Hannariggs, good luck tomorrow, yea last one 🌟🌟🌟3 stars for bravery and I will add last one tomorrow😄I agree Devil be gone and never come back!!!!!!! I was just telling the Hubbs, I was taking a bath to ease the body aches and I told Satan "you can have my boobs, you can have my hair and you can even have my energy for a year but you can't have me and I ain't going away!!!!!!!!" Then I told the Hubbs I can buy new boobs, my hair will grow back and I will get my strength back. So my new motto now is " I am a fighter now but I will be a survivor later"
Shary😴 -
I get hot easily so I often go bald when I go out. Occasionally I will get someone who just stares at me like I'm an alien.
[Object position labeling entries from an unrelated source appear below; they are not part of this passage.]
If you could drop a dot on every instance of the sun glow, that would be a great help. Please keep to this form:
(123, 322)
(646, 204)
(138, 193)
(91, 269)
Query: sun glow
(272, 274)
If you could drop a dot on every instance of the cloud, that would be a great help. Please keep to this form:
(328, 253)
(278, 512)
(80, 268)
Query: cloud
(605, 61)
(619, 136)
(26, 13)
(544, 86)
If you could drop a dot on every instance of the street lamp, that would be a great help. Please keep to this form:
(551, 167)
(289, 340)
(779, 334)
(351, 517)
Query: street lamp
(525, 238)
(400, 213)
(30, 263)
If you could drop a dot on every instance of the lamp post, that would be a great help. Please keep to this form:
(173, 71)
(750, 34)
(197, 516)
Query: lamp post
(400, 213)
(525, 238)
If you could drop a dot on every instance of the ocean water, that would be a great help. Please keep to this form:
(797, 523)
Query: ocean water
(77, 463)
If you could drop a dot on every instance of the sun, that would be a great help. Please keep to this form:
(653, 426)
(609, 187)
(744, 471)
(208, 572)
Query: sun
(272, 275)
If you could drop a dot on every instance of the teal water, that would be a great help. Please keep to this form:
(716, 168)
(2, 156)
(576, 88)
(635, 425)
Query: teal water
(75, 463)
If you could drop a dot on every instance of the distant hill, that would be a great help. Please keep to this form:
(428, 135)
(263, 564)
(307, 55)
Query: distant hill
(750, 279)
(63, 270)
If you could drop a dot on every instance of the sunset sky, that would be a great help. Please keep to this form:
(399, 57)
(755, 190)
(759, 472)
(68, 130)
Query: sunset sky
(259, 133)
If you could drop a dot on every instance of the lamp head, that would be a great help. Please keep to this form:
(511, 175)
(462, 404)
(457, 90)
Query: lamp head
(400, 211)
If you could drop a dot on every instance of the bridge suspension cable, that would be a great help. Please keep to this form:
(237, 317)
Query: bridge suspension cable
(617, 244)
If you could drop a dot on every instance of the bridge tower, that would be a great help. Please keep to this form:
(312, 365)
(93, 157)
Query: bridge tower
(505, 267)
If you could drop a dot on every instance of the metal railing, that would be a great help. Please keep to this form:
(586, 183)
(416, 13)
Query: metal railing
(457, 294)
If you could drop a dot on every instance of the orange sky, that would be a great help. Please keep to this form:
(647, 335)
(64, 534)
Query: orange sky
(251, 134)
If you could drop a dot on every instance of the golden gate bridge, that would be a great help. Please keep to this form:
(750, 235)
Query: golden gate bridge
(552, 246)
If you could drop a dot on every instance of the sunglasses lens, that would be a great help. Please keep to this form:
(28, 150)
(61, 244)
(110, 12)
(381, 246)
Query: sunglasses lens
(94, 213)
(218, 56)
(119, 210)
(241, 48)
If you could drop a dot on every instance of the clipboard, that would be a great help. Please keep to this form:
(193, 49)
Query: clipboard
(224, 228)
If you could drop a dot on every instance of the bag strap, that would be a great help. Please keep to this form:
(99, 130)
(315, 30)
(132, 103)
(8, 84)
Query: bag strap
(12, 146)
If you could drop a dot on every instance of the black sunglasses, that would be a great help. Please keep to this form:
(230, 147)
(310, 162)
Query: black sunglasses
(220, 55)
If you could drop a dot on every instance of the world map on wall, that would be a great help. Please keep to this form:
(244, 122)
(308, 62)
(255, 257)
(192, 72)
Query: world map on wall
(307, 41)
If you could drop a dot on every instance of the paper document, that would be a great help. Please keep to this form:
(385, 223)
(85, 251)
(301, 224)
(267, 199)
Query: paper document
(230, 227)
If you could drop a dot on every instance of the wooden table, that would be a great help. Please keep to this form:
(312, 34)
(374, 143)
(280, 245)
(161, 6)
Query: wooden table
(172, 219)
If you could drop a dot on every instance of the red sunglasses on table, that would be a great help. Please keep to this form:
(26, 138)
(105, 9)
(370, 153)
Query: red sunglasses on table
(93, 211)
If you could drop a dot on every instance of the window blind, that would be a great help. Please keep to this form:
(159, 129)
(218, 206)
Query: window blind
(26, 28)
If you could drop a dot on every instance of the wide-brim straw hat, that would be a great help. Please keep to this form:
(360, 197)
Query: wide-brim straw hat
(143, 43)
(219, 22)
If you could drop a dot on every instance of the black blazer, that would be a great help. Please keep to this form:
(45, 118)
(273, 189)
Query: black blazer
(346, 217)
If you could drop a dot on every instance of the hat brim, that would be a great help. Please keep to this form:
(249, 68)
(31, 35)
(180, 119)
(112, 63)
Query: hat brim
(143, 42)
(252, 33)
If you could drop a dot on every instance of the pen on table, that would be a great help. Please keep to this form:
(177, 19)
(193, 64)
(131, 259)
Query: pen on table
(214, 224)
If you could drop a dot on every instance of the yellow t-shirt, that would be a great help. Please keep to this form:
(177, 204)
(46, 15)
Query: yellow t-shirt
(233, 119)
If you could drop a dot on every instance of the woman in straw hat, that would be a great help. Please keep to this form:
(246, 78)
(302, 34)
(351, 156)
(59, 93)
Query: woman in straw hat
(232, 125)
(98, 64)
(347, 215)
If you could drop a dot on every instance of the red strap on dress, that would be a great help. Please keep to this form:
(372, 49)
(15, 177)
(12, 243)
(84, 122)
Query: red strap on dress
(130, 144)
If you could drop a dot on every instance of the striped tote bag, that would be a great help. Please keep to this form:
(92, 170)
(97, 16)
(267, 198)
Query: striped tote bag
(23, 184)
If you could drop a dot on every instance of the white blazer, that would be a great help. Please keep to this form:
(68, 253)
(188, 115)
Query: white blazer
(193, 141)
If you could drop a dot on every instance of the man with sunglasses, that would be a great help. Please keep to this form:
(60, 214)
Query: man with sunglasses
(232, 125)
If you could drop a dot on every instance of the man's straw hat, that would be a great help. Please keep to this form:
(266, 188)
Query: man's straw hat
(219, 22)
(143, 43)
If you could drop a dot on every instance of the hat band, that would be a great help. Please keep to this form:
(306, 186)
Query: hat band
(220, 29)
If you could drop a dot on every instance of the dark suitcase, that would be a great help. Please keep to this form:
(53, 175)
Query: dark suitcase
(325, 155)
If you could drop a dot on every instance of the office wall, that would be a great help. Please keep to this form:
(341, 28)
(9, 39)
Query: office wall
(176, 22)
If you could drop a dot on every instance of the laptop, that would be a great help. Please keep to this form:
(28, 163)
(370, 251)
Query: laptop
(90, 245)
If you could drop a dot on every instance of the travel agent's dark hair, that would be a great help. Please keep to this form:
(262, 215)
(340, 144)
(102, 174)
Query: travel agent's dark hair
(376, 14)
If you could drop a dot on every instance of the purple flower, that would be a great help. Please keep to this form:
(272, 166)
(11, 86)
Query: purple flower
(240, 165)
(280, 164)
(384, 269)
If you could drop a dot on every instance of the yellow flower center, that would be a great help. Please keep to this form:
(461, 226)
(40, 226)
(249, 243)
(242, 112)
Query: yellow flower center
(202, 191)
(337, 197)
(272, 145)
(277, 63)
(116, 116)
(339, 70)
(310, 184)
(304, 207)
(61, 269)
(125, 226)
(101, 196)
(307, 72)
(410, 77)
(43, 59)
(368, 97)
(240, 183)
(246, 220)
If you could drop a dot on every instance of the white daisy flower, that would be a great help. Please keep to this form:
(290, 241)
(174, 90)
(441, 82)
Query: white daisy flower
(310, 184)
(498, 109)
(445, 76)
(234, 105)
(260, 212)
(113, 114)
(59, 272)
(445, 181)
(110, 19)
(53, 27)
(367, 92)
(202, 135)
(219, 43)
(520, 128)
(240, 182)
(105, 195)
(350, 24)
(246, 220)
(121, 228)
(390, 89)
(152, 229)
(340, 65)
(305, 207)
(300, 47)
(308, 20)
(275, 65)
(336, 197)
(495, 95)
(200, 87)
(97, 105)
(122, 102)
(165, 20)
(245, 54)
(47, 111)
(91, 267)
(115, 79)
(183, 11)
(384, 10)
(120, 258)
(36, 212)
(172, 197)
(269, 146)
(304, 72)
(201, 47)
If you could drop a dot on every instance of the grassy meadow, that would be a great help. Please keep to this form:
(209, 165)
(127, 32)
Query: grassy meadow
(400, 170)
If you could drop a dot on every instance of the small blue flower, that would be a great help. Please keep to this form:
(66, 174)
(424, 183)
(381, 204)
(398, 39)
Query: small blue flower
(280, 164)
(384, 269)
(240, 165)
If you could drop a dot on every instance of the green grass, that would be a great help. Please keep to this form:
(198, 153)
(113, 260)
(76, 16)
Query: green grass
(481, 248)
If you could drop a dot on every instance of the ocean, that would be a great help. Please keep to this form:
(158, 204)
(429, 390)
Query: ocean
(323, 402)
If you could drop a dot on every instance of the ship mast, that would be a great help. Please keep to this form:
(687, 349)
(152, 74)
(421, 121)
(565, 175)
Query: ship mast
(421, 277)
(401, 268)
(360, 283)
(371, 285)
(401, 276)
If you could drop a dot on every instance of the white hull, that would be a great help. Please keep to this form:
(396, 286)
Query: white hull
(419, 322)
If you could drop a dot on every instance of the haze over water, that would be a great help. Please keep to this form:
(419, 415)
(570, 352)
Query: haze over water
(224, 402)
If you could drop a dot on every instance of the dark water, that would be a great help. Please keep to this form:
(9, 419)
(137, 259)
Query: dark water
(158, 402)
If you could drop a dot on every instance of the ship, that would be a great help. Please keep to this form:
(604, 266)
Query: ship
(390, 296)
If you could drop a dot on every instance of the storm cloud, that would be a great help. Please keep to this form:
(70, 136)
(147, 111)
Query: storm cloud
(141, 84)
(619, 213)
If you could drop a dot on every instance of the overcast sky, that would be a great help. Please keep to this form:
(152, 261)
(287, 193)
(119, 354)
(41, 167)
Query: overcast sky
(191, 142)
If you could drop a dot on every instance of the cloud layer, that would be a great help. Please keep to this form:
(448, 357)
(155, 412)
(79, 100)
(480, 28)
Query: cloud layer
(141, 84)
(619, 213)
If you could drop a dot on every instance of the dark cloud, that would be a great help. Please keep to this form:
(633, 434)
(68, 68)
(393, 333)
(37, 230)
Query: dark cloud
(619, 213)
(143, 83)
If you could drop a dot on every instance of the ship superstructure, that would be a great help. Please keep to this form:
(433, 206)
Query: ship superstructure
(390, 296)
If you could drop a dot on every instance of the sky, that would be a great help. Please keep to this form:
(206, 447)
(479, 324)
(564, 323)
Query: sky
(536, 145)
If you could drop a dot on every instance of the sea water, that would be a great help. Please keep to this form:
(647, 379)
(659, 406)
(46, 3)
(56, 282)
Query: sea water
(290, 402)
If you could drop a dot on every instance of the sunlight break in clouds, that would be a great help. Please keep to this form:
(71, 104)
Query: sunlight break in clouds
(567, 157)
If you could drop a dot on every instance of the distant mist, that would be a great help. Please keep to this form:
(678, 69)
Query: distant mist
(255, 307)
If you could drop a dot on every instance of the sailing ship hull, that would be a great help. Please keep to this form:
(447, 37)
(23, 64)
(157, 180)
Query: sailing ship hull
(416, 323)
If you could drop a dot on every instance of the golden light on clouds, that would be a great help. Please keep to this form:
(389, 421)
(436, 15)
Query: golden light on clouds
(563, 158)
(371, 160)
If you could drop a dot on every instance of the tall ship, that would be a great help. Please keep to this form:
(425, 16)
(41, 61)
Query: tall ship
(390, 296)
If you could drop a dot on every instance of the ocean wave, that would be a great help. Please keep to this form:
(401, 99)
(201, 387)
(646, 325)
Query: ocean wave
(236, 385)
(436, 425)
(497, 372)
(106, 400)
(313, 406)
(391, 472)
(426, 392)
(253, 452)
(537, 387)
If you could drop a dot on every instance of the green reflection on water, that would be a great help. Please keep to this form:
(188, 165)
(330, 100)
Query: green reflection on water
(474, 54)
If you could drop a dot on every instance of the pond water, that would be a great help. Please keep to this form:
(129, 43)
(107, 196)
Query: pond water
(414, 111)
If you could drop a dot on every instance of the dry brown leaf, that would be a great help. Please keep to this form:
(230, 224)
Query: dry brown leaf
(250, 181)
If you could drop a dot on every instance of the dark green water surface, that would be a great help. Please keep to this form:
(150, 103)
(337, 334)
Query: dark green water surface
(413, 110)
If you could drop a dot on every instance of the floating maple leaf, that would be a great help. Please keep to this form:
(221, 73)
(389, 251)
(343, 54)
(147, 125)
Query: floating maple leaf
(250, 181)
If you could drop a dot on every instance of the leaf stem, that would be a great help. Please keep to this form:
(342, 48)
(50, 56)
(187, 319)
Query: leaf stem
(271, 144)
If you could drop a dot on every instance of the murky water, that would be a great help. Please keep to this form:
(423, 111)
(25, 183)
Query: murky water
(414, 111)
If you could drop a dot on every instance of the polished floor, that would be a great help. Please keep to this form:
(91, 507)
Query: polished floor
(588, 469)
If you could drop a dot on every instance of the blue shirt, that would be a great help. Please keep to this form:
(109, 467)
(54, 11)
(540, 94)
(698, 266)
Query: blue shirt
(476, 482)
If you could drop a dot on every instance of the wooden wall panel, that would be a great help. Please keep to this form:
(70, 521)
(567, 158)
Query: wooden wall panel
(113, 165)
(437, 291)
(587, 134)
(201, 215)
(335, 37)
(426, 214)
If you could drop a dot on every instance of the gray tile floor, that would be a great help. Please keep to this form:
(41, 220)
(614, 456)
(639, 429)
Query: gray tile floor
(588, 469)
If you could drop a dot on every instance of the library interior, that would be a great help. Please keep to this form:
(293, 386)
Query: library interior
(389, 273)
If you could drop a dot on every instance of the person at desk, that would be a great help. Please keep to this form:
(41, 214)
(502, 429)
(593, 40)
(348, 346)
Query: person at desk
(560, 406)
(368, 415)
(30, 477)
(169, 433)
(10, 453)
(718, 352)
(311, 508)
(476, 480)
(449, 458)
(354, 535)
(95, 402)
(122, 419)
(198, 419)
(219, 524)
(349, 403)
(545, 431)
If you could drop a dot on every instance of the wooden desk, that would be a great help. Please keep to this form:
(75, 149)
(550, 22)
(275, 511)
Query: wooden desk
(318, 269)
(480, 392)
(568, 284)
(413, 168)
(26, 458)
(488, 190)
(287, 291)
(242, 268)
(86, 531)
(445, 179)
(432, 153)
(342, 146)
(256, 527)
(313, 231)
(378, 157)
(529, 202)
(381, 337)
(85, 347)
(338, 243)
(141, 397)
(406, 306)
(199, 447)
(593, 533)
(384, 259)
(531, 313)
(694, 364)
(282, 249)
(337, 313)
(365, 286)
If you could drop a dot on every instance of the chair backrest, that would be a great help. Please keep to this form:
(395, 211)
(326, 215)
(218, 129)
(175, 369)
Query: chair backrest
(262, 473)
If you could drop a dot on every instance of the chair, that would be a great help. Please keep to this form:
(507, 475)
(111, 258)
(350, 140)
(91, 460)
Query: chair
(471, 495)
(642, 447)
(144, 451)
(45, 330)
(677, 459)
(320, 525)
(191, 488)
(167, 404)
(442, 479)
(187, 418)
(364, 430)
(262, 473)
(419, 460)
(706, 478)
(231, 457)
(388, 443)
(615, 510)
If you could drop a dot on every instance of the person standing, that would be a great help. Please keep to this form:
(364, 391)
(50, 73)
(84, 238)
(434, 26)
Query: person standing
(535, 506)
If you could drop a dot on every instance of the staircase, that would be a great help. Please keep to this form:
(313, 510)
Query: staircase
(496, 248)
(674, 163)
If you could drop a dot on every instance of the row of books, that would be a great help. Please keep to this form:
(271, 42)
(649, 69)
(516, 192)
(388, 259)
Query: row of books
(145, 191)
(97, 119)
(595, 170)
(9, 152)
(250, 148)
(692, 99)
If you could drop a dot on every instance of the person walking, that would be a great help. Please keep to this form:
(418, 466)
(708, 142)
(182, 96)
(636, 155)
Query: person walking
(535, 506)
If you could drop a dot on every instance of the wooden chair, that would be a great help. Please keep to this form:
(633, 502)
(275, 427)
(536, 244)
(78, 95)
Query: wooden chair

When this happens I look them in the eye, smile and rub my bald head. They ALWAYS look away often embarrassed. I'm Stage IV and will be doing some form of chemo off and on for the rest of my life so I have to get use to the no hair look. I've come to accept that my new look is one of rocking the bald. There was this young girl, Talia, who recently died from cancer. But before that she became well known for her makeup videos on Youtube about how makeup was her wig. She didn't wear wigs or covered her head either. She made herself beautiful by using what she loved...makeup. Although I think she was beautiful either way. I feel if she could rock the bald look so can I. Rest in peace Talia, you inspired more people than you knew.
I'm fighting a deadly warrior...so I have to be an even stronger warrior. My bald head is my helmet and I wear it proudly.
Wishing you all the best...hang in there..the fight is worth it in the end.